En el final de esta serie de sugerencias no puedo obviar algunas lecturas producidas desde el ámbito del pensamiento y la pedagogía feminista, que han contribuido de manera sustancial (al igual que ha ocurrido con las cuestiones interculturales) a reclamar y producir ”lugares” nuevos desde el que plantear y analizar el (los) papeles y los discursos en torno al sujeto y la identidad en la educación. El artículo de Ana Mañeru ya presenta algunas referencias para ampliar estas lecturas, a las que quisiera añadir algunas otras. En primera lugar el libro de SANDRA ACKER (1995) Género y Educación. Reflexiones sociológicas sobre mujeres, enseñanza y feminismo (Narcea), parte de constatar la presencia de un amplio porcentaje de profesoras en todos los niveles del sistema educativo, lo que hace que los problemas de la educación, pasen de manera necesaria, por los problemas de las mujeres. Esto implica que no es posible abordar la cuestión de las identidades docentes, sin realizar una aproximación de género. Un acercamiento que no puede olvidar lo que reflejan algunas investigaciones sociológicos de los últimos treinta años: la ambigüedad de los roles de las mujeres que enseñan, las barreras y dificultades que encuentran para el desarrollo de su carrera docente, los modelos androcéntricos y patriarcales de las instituciones educativas, la construcción problemática del autoconcepto y la autoestima de las profesoras, las cargas familiares añadidas y los "triples turnos" y los procesos y discursos inquisitoriales y de culpabilización a las que se ven sometidas, y la débil autoconfianza que de todo lo anterior se deriva. En clave diferente, hay que destacar el libro en el que ANNA MARIA PIUSSI‑LETIZIA BIANCHI (1995) Saber que se sabe. Mujeres en Educación (Icaria) recoge las voces, la investigación interior de diversos colectivos de mujeres‑educadoras italianas, que nos brindan experiencias y reflexiones sobre el ser‑existir, el sentirse y el formarse. Estas narraciones, existenciales y eminentemente políticas, exploran la propia formación, desde una escritura en primera persona y desde un lenguaje propio, desde donde nos muestran las subjetividades que aparecen en las prácticas, los espacios, el conocimiento, las historias y las diferencias escolares.
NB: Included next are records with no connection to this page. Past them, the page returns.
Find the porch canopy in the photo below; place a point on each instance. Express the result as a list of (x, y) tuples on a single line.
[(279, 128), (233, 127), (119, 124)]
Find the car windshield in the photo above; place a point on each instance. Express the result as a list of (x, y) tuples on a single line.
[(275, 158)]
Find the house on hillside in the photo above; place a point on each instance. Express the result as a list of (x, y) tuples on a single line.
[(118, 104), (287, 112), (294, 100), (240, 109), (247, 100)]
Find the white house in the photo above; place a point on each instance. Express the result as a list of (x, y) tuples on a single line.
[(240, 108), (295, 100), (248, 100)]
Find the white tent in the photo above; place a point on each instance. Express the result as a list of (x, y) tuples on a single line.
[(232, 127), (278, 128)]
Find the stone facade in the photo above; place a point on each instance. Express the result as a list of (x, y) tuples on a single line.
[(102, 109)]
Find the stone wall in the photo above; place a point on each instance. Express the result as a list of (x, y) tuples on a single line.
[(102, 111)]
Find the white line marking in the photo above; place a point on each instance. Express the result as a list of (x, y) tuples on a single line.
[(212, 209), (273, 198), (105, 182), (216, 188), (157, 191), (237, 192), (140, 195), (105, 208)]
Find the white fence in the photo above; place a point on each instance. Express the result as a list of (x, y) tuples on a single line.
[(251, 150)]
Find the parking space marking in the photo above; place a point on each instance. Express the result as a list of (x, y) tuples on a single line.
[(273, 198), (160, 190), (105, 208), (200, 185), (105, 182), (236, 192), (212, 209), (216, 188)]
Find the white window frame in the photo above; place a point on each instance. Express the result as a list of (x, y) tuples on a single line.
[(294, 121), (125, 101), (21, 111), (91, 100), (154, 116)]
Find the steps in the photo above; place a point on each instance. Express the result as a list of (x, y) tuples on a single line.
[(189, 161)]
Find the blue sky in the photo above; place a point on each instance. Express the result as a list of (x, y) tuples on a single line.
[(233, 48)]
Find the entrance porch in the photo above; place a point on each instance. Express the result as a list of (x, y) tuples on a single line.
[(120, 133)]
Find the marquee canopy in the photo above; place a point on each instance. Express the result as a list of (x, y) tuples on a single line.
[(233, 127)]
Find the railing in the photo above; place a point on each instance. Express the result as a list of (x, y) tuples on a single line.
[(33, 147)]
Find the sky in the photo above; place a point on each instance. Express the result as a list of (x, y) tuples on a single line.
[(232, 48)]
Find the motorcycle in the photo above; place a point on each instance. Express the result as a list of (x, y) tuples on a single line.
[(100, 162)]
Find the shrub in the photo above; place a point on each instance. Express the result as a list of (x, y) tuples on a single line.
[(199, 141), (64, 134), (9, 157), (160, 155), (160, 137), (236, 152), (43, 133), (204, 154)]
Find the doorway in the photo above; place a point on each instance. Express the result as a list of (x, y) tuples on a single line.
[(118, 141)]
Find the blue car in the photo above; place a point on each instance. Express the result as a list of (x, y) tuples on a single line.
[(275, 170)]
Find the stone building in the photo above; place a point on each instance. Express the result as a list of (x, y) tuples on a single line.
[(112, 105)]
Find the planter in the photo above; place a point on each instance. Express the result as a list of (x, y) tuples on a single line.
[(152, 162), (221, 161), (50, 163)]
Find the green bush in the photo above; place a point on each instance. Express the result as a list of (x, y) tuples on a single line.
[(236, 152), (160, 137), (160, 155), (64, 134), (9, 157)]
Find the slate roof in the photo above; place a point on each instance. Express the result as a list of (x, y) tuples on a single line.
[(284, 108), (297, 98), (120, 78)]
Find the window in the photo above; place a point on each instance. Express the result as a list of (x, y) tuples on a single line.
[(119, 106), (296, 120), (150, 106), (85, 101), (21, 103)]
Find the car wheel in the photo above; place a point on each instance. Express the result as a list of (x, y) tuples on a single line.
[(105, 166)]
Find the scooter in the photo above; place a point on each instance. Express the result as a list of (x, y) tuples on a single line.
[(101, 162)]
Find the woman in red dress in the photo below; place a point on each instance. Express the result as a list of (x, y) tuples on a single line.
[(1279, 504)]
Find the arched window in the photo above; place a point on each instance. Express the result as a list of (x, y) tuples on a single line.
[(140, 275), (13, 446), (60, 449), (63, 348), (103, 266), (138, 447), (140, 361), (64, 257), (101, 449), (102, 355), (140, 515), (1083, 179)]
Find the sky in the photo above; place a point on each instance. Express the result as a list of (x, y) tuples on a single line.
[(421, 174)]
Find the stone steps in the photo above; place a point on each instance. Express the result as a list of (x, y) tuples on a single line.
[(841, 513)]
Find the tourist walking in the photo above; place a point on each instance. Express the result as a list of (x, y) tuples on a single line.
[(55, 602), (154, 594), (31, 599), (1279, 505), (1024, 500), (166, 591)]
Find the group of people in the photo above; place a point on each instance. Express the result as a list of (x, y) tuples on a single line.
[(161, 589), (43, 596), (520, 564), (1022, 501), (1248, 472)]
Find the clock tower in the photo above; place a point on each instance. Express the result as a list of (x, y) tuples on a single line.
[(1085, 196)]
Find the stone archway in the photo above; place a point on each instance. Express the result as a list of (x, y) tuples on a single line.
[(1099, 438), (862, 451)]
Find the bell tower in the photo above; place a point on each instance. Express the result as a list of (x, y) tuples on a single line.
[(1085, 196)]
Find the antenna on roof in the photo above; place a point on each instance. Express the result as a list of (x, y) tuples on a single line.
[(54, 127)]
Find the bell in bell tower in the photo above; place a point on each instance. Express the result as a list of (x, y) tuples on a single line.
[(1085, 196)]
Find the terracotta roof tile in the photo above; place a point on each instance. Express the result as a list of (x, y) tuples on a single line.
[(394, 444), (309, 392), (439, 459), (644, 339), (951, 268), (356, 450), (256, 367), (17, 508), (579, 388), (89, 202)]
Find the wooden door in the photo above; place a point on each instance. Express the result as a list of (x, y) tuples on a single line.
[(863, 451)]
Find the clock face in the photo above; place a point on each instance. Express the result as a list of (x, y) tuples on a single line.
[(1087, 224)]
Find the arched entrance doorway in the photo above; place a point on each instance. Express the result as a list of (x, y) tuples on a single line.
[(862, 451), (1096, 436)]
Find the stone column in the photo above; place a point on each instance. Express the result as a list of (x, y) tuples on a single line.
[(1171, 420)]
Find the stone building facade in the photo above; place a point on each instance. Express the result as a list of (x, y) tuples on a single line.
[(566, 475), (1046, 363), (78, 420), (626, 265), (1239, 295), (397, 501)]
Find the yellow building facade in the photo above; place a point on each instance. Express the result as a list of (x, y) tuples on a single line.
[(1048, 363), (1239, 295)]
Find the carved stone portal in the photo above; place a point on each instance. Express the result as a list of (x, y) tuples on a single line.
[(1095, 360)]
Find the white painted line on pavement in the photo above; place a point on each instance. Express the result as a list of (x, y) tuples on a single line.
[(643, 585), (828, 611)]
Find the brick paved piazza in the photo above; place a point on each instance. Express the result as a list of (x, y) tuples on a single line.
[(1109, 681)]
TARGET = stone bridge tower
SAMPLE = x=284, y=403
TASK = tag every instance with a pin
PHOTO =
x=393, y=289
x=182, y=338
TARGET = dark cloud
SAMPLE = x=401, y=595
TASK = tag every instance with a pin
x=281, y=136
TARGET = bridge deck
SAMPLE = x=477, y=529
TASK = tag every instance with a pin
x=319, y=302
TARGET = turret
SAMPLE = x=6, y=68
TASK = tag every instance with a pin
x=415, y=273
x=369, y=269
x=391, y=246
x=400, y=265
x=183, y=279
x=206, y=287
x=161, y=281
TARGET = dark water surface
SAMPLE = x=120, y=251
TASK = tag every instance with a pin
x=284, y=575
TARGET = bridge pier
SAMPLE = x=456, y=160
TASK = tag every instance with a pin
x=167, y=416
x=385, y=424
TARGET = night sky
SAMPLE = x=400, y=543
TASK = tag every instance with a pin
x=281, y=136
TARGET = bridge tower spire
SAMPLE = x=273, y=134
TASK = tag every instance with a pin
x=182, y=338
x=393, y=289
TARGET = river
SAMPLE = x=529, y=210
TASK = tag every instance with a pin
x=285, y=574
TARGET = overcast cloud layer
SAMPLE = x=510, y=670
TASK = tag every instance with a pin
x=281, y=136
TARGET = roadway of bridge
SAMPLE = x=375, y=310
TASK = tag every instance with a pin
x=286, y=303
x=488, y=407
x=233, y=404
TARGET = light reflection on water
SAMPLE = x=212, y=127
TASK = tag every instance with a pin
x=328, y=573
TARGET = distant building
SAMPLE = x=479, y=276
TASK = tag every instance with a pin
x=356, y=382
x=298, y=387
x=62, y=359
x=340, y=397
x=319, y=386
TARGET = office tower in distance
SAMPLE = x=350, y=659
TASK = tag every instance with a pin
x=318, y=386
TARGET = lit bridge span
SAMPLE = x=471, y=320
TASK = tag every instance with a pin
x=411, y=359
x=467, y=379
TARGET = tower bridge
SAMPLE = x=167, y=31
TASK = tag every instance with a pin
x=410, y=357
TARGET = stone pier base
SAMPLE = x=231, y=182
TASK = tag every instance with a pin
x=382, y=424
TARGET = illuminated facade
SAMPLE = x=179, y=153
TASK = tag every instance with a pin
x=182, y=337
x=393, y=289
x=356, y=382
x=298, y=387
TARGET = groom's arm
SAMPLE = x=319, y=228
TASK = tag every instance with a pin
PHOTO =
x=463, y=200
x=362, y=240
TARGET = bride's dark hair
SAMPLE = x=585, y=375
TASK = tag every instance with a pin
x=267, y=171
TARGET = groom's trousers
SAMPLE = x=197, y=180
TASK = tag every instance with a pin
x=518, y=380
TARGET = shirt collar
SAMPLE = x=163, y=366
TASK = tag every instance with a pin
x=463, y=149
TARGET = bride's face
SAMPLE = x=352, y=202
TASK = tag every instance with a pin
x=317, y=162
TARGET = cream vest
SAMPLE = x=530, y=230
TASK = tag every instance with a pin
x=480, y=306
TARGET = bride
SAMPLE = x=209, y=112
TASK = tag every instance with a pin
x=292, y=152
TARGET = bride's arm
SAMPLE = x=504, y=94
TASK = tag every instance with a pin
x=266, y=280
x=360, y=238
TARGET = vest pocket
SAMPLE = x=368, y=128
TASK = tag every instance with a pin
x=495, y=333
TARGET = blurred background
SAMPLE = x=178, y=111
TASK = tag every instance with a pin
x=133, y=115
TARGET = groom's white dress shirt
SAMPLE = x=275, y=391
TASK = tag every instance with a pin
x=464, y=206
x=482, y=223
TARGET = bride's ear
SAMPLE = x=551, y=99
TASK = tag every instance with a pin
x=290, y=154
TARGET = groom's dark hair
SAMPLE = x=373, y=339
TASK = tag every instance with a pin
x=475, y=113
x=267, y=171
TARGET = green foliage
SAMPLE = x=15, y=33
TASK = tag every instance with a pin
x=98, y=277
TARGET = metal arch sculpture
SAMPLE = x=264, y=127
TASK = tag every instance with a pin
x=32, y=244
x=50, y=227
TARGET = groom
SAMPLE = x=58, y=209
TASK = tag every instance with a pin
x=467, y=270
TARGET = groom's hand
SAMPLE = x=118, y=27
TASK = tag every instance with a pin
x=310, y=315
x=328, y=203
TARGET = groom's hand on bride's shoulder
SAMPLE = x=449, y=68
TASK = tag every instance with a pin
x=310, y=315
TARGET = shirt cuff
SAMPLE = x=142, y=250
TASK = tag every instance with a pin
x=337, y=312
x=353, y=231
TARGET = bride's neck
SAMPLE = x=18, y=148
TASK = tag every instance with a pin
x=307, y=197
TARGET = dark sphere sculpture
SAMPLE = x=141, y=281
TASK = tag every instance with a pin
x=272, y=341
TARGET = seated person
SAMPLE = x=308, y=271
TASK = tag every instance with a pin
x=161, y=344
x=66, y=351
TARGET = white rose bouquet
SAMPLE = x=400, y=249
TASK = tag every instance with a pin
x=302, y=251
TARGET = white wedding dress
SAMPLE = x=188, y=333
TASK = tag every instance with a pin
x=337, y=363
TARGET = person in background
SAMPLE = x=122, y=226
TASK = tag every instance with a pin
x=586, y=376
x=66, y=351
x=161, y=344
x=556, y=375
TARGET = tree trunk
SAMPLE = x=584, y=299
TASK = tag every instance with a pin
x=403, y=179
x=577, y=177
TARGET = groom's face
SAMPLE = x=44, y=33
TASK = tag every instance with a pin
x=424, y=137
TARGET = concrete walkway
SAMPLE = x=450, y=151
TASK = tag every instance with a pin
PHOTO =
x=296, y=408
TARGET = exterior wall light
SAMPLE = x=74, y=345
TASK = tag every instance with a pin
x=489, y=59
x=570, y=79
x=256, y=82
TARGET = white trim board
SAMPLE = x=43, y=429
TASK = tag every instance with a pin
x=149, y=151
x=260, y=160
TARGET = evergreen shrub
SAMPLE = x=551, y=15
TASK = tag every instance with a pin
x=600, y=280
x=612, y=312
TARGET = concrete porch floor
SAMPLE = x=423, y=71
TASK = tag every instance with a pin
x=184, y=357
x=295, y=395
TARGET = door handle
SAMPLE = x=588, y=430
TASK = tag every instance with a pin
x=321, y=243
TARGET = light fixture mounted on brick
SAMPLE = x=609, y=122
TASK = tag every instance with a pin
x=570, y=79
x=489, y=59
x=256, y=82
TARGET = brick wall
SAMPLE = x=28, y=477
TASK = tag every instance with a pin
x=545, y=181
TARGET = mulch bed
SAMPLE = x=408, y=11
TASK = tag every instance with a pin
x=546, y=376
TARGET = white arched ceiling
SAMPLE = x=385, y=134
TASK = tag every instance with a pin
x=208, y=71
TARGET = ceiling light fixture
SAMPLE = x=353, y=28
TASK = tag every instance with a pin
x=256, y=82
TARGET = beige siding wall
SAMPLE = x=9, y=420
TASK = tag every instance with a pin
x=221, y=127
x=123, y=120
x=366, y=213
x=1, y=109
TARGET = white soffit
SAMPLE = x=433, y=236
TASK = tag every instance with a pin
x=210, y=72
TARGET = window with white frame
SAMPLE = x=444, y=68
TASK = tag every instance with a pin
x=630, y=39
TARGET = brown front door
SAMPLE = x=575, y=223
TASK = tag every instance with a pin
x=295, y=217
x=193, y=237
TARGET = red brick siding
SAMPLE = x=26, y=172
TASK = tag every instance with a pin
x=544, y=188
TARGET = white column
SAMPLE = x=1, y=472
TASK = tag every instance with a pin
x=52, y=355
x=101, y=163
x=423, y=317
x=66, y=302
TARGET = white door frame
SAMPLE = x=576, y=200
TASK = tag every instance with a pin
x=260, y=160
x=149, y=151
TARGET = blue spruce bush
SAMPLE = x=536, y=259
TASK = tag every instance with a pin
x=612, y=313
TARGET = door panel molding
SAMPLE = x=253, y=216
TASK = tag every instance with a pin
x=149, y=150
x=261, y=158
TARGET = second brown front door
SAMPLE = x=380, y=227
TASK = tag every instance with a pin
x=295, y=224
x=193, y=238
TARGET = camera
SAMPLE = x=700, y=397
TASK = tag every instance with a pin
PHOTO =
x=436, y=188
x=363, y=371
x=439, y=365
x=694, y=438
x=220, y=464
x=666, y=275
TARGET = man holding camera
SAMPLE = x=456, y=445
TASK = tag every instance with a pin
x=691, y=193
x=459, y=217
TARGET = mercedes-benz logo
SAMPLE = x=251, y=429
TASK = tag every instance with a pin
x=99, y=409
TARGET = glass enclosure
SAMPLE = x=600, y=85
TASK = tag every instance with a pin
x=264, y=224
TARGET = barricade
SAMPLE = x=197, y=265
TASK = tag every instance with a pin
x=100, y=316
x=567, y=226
Entre las múltiples revistas sobre este tema destaco dos en las que pueden encontrarse artículos de Patrizia Violi: Diferencia y diferencias: la experiencia de lo individual en el discurso y en la práctica de las mujeres y Mercedes Bengochea: Lenguaje público y voz femenina, ambos en el número 190 de la Revista de Occidente (1997), dedicado al tema Contar la experiencia: mujer y subjetividad. Junto a los Julia Varela y Fernando Álvarez‑Uría: Sociología del género y Birulés‑Corral‑Larrauri‑Marçal‑rius: Fragmentos del discurso sobre la autoridad femenina que acompañan o otros textos que bajo el título Problemas de género han sido recogidos en Archipiélago (30, 1997).

Con todo ello la lectora o el lector interesado puede comenzar a confeccionarse un menú de lecturas que, completado con sus propia selección, contribuyan a comprender mejor el papel de los/las sujetos en la sociedad contemporánea y su reflejo y proyección en la institución escolar.

 

Notas

 

(I)                Quede mi reconocimiento a Virginia Ferrer, Montse Rifá y Juana Sancho por la puerta abierta que me han brindado para algunas entradas de esta guía de lecturas con sus más extensas reseñas publicadas en F. HERNANDEZ (Comp.) (1998). La formación del profesorado. Barcelona, Praxis-Cuadernos de Pedagogía.